In 1952, Merce Cunningham took self-expression out of the equation altogether, rolling dice or tossing coins to determine a dance’s content and structure, and the pianist in John Cage’s infamous 4’33” opened the lid and sat listening for four minutes and 33 seconds, inviting the audience to listen to the music of silence. Artists were becoming less interested in how things, sounds, movements, objects represent other things—and more interested in how they act in the world. They wanted to acknowledge and invite the audience into the creative process. And increasingly, they wanted to create real social change.
By the time the 1990s rolled around, Rick Lowe’s “social sculpture” Project Row Houses transformed a long-neglected Houston neighborhood into a visionary public art project. A lasting arts venue and community support center, PRH activates the creativity of communities through constant collaboration with artists, local residents, architects and urban planners. Lowe sees his art as “symbolic and poetic but it also has a practical application.” PRH is both an art project and a nonprofit organization.

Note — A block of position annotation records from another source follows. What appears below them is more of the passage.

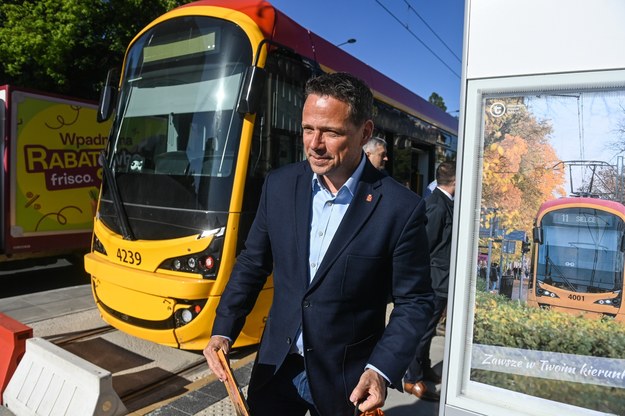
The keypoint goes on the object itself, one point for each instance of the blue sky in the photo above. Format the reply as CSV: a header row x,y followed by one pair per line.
x,y
386,33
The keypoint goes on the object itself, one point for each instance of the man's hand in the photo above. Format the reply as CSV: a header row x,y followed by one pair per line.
x,y
370,391
215,344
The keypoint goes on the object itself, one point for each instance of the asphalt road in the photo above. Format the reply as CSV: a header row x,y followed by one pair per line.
x,y
41,278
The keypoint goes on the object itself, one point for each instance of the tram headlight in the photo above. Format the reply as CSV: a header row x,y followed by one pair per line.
x,y
205,263
191,262
616,302
187,312
186,316
98,246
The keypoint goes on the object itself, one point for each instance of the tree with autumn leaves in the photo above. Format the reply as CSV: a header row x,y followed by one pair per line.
x,y
518,166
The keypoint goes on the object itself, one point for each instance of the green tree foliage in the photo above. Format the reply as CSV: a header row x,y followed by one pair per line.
x,y
438,101
67,46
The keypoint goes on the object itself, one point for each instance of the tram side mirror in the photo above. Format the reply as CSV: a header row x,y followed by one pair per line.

Seeing communities and social contexts like PRH as forms of art can be challenging. Artists like Lowe blur our distinctions between artist, curator, producer and entrepreneur. For some, the entrepreneurial artist signals the triumph of market-driven values, a death-blow to protection for artists, a trick to get artists to fix failed social policies. But artists helped manifest this world and it’s part of a decades-long movement to more meaningfully integrate the arts into the fabric of life.
In 2015, thriving artists are more like social entrepreneurs. They’re not only creators of commodities and experience; they’re increasingly providing value in the new economy of ideas, public life, social and community design, and the creative and cultural health of our communities. In business, entrepreneurs minimize risk to maximize reward. Artists dare to maximize risk, to create value.
When artists bring their skills and imaginations into communities, they animate the assets of a place. They remind us of who we are, and what matters to us. They create platforms for us to come together, and learn from each other. They inspire us to imagine new futures and build things in new ways—creating a public good in which we all have a stake.
I was raised in a professional ballet school, studied with Merce Cunningham, worked as an “independent” dance artist for 20 years, acquired an MFA and thought I’d become a tenured professor. Instead, I’m leading one of Seattle’s many artist-founded, artist-led cultural hubs and incubators, Velocity. I am an embodiment of how this history lives in our cultural DNA.
Just as artists in the last century questioned the hierarchy of art above life, we have an opportunity to dismantle hierarchies that can make the arts seem inaccessible and elitist, that segregate the arts by class, race and gender and create a top-down dynamic between organizations and the artists they were created to serve. We have an opportunity to bring together our artistic and entrepreneurial imaginations to more meaningfully weave the arts into the fabric of our city.